The ideation process for the graphic amalgamated various elements of Desiree’s inspiration for the board. “I’ve spent years refining my skills to do the job, so when designing for a targeted demographic, it becomes less about you and more about the consumer. I wanted to bend the rules, though, and make something for myself and for my teammates. If the crew attaches to it, the general consumer is going to do the same. It’s why pro riders exist, because we set the trends and drive the culture.”

Compiling a vision for brand work exists within a liminal space, often straying away from personal work. However, Desiree was able to bring forward a compelling and critical piece of art that stays authentic to her identity and expression. She works through the creative process with key words and feelings, in this case: joy, connection, genderless, community, and inclusivity. Inspired by Matisse-esque color palettes, new age artists, and the human form, Melancon brought composition thumbnails to life, allowing her to achieve the green light to begin two months of relentless work on the art piece.

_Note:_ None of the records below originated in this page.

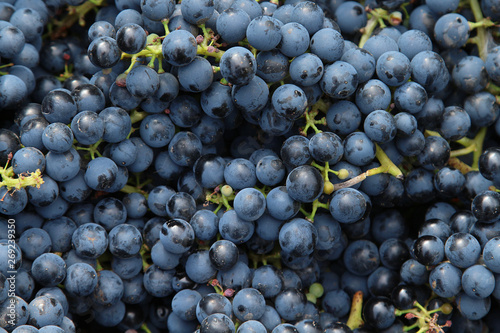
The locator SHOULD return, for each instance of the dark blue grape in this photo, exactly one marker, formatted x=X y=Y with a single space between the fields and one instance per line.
x=101 y=29
x=380 y=126
x=306 y=69
x=451 y=31
x=12 y=41
x=238 y=65
x=232 y=24
x=185 y=148
x=343 y=117
x=339 y=80
x=361 y=257
x=157 y=130
x=429 y=70
x=104 y=52
x=359 y=149
x=445 y=280
x=298 y=237
x=350 y=16
x=197 y=11
x=289 y=101
x=235 y=229
x=455 y=124
x=90 y=240
x=87 y=127
x=81 y=279
x=327 y=44
x=213 y=303
x=158 y=282
x=264 y=33
x=362 y=61
x=290 y=304
x=199 y=268
x=272 y=66
x=45 y=310
x=393 y=68
x=304 y=184
x=196 y=76
x=373 y=95
x=179 y=48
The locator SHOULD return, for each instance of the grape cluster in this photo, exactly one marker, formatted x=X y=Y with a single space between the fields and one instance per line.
x=249 y=166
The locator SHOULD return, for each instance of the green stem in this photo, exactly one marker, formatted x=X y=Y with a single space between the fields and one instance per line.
x=481 y=31
x=33 y=179
x=165 y=26
x=145 y=328
x=463 y=151
x=315 y=205
x=479 y=140
x=355 y=318
x=137 y=116
x=386 y=166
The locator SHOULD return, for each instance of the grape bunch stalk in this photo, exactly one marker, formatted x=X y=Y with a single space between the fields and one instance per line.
x=282 y=166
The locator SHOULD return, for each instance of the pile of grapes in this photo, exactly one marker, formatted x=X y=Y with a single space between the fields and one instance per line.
x=245 y=166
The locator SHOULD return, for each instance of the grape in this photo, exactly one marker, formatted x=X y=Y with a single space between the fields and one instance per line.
x=238 y=65
x=264 y=33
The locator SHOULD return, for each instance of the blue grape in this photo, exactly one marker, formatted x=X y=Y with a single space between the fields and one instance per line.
x=104 y=52
x=380 y=126
x=290 y=304
x=359 y=149
x=213 y=303
x=491 y=256
x=81 y=279
x=157 y=130
x=413 y=42
x=350 y=16
x=362 y=61
x=343 y=117
x=445 y=280
x=451 y=31
x=304 y=184
x=463 y=76
x=196 y=76
x=327 y=44
x=45 y=311
x=184 y=304
x=90 y=240
x=232 y=24
x=410 y=97
x=294 y=39
x=393 y=68
x=48 y=269
x=289 y=101
x=101 y=29
x=197 y=11
x=235 y=229
x=339 y=80
x=264 y=33
x=199 y=267
x=373 y=95
x=473 y=308
x=298 y=237
x=272 y=66
x=179 y=48
x=455 y=123
x=361 y=257
x=306 y=69
x=87 y=127
x=478 y=282
x=429 y=70
x=238 y=65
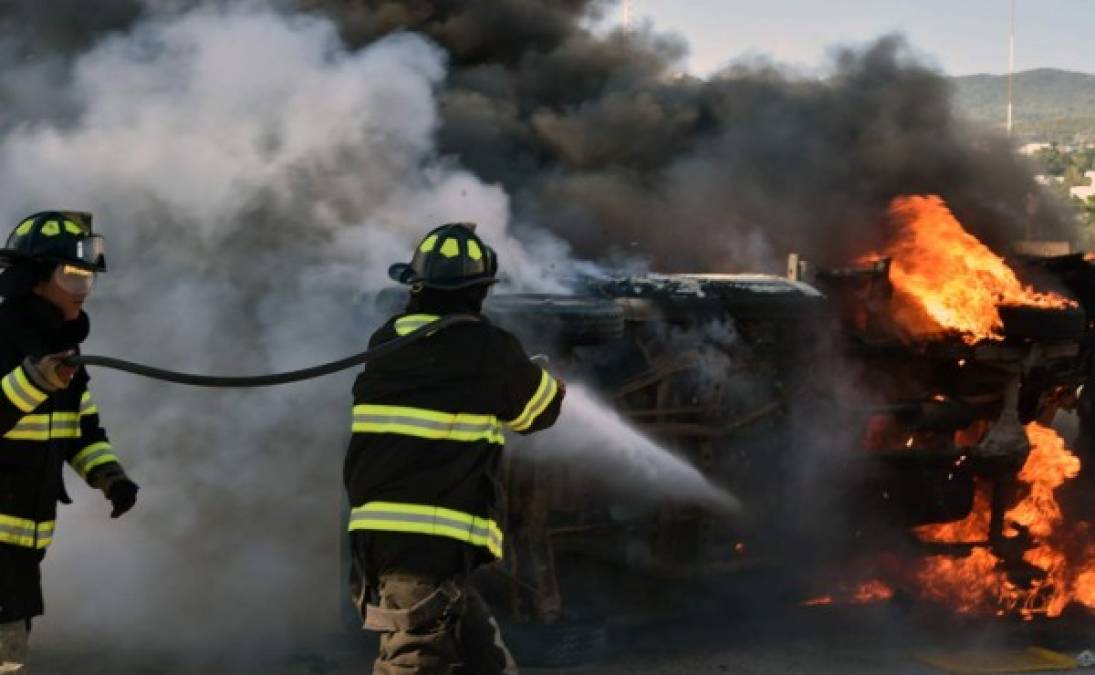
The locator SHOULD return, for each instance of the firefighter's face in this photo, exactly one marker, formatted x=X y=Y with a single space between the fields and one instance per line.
x=68 y=289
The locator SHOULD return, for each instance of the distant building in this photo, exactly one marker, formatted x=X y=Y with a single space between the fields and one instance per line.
x=1030 y=148
x=1083 y=192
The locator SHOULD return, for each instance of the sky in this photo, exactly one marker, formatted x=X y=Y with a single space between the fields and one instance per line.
x=959 y=36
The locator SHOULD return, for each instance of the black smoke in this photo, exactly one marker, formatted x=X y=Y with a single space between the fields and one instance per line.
x=599 y=139
x=602 y=140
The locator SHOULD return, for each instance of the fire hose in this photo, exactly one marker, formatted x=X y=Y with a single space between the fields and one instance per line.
x=276 y=378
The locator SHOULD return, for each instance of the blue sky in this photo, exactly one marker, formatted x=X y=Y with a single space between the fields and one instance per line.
x=959 y=36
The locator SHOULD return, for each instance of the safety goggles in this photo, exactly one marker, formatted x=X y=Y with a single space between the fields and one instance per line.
x=75 y=281
x=92 y=251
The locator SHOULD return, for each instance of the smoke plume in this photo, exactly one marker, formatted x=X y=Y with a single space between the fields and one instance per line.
x=256 y=166
x=604 y=142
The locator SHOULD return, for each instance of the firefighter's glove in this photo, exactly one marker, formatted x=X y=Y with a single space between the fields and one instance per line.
x=117 y=488
x=49 y=373
x=123 y=495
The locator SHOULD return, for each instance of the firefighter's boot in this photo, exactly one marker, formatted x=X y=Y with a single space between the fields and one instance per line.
x=13 y=647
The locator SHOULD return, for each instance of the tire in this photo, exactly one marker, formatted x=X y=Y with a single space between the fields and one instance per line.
x=571 y=319
x=1042 y=322
x=562 y=644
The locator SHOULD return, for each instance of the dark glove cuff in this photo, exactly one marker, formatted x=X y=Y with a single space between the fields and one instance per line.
x=105 y=476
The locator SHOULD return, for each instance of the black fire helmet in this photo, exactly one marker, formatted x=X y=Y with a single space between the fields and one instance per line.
x=449 y=258
x=55 y=237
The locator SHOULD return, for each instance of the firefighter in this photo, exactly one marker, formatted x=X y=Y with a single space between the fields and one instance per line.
x=422 y=470
x=47 y=416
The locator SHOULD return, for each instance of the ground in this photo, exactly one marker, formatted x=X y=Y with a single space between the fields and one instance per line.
x=886 y=638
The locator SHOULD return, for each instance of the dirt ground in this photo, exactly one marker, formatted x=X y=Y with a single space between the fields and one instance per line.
x=794 y=640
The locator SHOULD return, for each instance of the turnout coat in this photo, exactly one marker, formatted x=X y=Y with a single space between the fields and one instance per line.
x=39 y=433
x=422 y=470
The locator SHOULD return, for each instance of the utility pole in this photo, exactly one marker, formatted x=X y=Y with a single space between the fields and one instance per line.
x=1011 y=69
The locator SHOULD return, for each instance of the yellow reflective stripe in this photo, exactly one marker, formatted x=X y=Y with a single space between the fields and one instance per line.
x=433 y=424
x=92 y=456
x=410 y=323
x=450 y=248
x=25 y=533
x=42 y=427
x=545 y=392
x=88 y=405
x=426 y=519
x=21 y=392
x=423 y=423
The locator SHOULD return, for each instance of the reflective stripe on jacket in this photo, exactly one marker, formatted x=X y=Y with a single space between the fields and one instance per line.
x=427 y=434
x=426 y=519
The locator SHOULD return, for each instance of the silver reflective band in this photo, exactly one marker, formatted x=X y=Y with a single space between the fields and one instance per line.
x=433 y=424
x=73 y=281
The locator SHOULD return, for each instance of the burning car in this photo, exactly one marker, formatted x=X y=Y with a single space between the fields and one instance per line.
x=911 y=395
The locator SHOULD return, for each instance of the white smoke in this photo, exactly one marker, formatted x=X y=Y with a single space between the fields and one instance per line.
x=614 y=457
x=252 y=178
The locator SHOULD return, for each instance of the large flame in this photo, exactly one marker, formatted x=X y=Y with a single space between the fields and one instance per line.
x=978 y=582
x=945 y=279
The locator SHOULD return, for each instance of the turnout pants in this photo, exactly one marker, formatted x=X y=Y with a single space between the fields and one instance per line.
x=435 y=628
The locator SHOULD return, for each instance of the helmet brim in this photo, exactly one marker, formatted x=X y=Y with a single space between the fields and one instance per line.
x=403 y=273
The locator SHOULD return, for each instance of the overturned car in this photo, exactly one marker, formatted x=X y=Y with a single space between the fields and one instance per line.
x=853 y=414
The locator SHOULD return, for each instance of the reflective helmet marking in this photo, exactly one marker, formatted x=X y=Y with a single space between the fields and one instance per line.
x=450 y=248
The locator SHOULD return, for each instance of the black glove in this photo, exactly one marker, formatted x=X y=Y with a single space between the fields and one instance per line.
x=123 y=494
x=49 y=373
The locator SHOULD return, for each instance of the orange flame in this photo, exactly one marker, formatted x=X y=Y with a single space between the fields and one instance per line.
x=945 y=279
x=977 y=583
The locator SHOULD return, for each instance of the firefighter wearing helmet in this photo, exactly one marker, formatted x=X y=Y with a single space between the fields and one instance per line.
x=47 y=416
x=422 y=470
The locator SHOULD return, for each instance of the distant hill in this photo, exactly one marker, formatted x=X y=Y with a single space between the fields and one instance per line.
x=1050 y=105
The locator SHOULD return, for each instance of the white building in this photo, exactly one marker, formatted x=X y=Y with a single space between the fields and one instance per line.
x=1030 y=148
x=1083 y=192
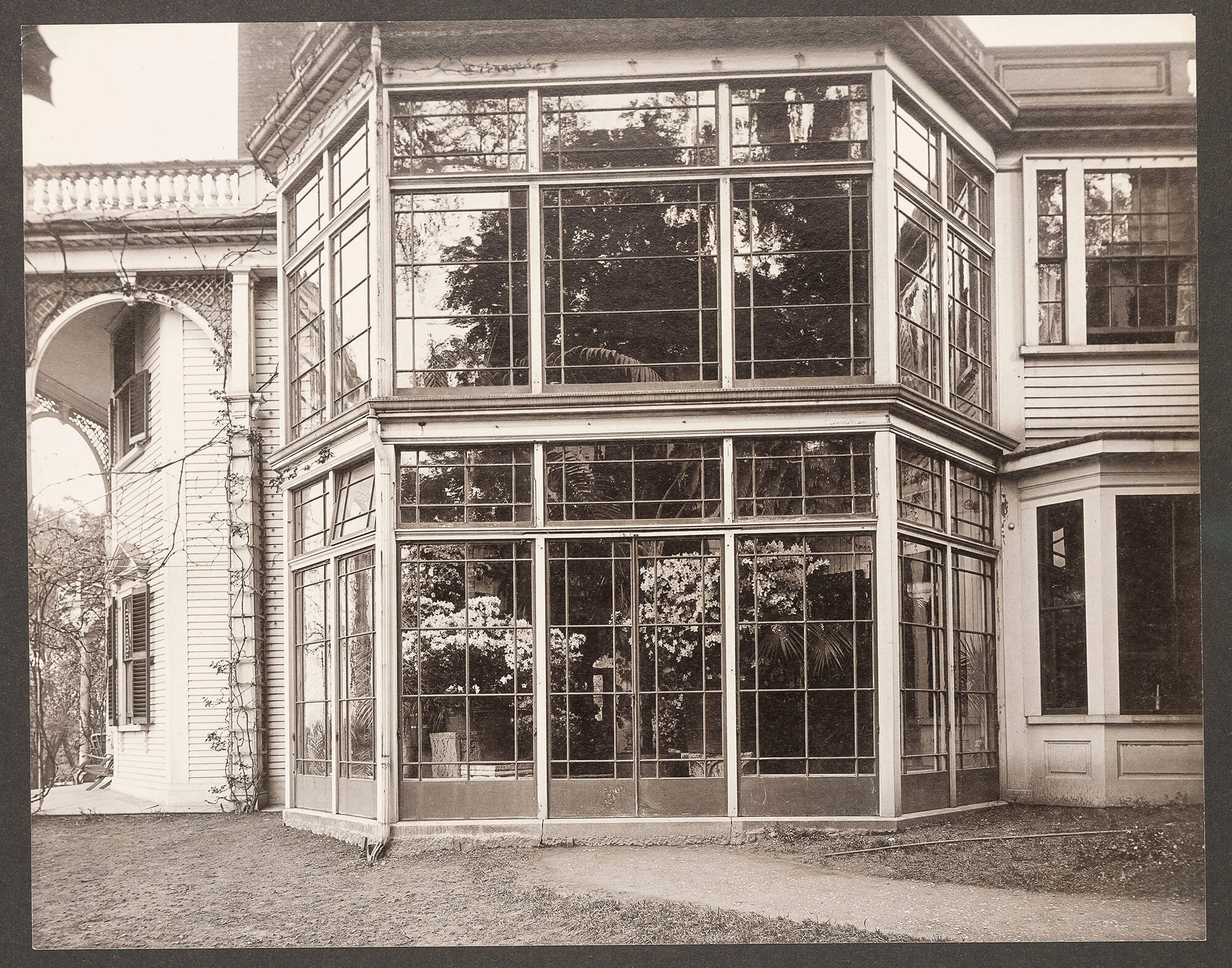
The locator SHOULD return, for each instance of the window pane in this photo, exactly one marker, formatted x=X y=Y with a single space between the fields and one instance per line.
x=629 y=129
x=805 y=630
x=354 y=502
x=472 y=132
x=916 y=147
x=801 y=120
x=970 y=191
x=1141 y=270
x=921 y=487
x=920 y=325
x=971 y=336
x=971 y=504
x=1159 y=588
x=803 y=272
x=631 y=283
x=1063 y=608
x=466 y=656
x=922 y=628
x=309 y=526
x=793 y=476
x=461 y=288
x=352 y=313
x=472 y=486
x=642 y=481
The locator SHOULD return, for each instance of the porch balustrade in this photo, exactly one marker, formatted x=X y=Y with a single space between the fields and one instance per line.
x=194 y=186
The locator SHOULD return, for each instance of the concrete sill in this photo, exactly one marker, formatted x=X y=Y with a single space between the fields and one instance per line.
x=1118 y=720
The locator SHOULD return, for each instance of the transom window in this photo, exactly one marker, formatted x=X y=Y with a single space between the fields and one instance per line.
x=656 y=128
x=804 y=476
x=635 y=482
x=801 y=265
x=328 y=283
x=461 y=288
x=465 y=486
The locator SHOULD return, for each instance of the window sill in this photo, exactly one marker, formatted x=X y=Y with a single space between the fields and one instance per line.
x=1127 y=349
x=1117 y=720
x=130 y=458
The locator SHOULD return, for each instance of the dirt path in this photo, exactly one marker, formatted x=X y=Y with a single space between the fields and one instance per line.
x=756 y=884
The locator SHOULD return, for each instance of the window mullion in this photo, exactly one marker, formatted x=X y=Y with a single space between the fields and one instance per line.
x=1076 y=258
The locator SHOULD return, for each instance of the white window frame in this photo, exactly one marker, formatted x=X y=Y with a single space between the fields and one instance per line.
x=1076 y=250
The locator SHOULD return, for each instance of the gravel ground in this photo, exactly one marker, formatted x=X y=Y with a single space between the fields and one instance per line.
x=214 y=881
x=1160 y=855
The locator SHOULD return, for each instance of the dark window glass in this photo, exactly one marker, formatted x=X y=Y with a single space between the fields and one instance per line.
x=921 y=487
x=810 y=476
x=801 y=264
x=474 y=486
x=918 y=301
x=306 y=208
x=461 y=288
x=975 y=652
x=801 y=120
x=349 y=160
x=352 y=313
x=922 y=627
x=312 y=658
x=970 y=191
x=1063 y=609
x=353 y=502
x=1050 y=206
x=971 y=330
x=1160 y=603
x=307 y=348
x=971 y=504
x=468 y=662
x=629 y=129
x=1141 y=256
x=917 y=147
x=591 y=637
x=310 y=526
x=631 y=292
x=635 y=482
x=806 y=654
x=357 y=685
x=472 y=132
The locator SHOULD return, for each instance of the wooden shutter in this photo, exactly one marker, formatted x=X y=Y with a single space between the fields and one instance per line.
x=140 y=701
x=113 y=632
x=139 y=405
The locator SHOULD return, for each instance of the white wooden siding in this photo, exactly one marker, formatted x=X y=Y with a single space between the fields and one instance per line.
x=1069 y=397
x=140 y=523
x=267 y=331
x=208 y=555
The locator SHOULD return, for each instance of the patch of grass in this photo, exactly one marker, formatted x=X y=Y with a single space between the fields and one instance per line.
x=1161 y=853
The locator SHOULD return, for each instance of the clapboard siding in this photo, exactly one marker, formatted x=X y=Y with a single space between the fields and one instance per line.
x=139 y=521
x=209 y=561
x=1080 y=394
x=267 y=334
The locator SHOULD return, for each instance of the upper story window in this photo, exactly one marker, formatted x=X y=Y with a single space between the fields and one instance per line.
x=1125 y=270
x=801 y=265
x=461 y=288
x=801 y=120
x=1141 y=230
x=917 y=147
x=476 y=132
x=631 y=282
x=656 y=128
x=328 y=283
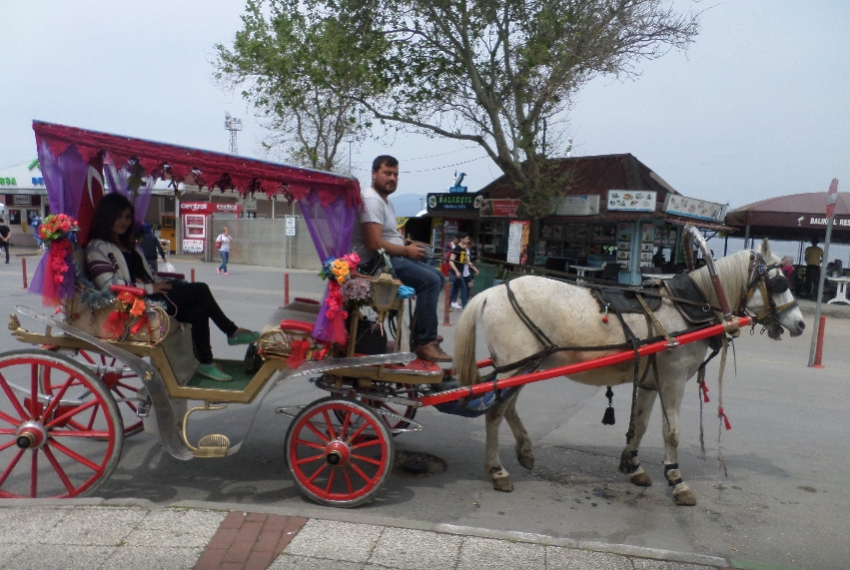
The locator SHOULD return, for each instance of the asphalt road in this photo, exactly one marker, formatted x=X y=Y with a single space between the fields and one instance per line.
x=783 y=502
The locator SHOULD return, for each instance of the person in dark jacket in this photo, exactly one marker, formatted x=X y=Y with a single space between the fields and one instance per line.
x=150 y=247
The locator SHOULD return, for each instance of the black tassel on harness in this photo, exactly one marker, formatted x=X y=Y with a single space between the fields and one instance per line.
x=608 y=417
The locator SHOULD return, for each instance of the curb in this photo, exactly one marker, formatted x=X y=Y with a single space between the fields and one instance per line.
x=353 y=517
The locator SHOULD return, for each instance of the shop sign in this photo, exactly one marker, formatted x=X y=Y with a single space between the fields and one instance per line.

With the timeline of the project, it was most efficient to work digitally rather than to paint, but considering Desiree is primarily an interdisciplinary artist, working with many mediums at all times, depth and emotion shines through the digital work.

“It was really tricky to not be able to use traditional mediums that I rely on for emotional structure within a piece. So, I was proud to have been able to push and pull the digital programs to a certain level of manipulation that still showcased the original intention.”

Melancon wanted the Abstract graphic to be something that wasn’t like anything else. To be something that truly broke down the gender binary and was intersectional to the point that any demographic can find a sense of themselves within the art. The piece displays manipulation of the human form, thoughts, connectivity, and ultimately, solidarity. A lot of integrity was brought to the work behind the Abstract and it is at the forefront of Desiree’s motivation to create space for others, communicate through art, and transfer that to her snowboarding career. The Abstract is a cumulation of all those things and highlights Desiree’s ability to stay authentic within the often tightly bound structures of brand expectations.

With strong influences hailing from culture, community, and personal politics, Desiree’s art has found a natural progression toward advocacy. “I learned how to make art that could talk to people or talk to myself based on what was happening in society. It’s natural for me to tie in advocacy to art because it’s communication—that’s me talking.” Finding ways to communicate complex ideas while lifting up marginalized communities has been centerfold in the evolution of Melancon’s art practice and personal dedication to advocacy work.

p: O’Malley

Outside of brand work, private practice, and her snowboarding career, Desiree has used her commitment to advocacy and mental wellness to launch S.T.A.Y., Somebody’s Thinking About You, a non-profit coalition that does work to destigmatize suicide within action sports. Its premise is suicide prevention but includes anything mental health related within the community. The group is making a strong push to ensure that we are not adding another name to the list of those we have lost and with the creative minds of Desiree, Cheyne Brooking, Bryn Valaika, Maisy Hoffman, Emily Bergeson, and Leah Klein behind S.T.A.Y., art, education, and movement have become the key tools in sharing their message. While using art in this way is central to Melancon’s practice, creating space and building a platform for others is just as important to her. She endorses Cheyne Brooking’s talent as an artist with pride, stating, “Without her, we wouldn’t have the steam and momentum that we currently have. She has created the look and feel of what S.T.A.Y. is becoming.”

Moving into a genderless space beyond dichotomy with the Salomon Abstract has given Desiree a place to advocate for herself as an artist while creating work that is authentic to her and her advocacy. “I will work my access to provide space for other individuals to find a place to express themselves,” she says with integrity. The intersectional representation as seen so vibrantly on the base of the board is definitive to the commitment that Melancon has to challenging norms.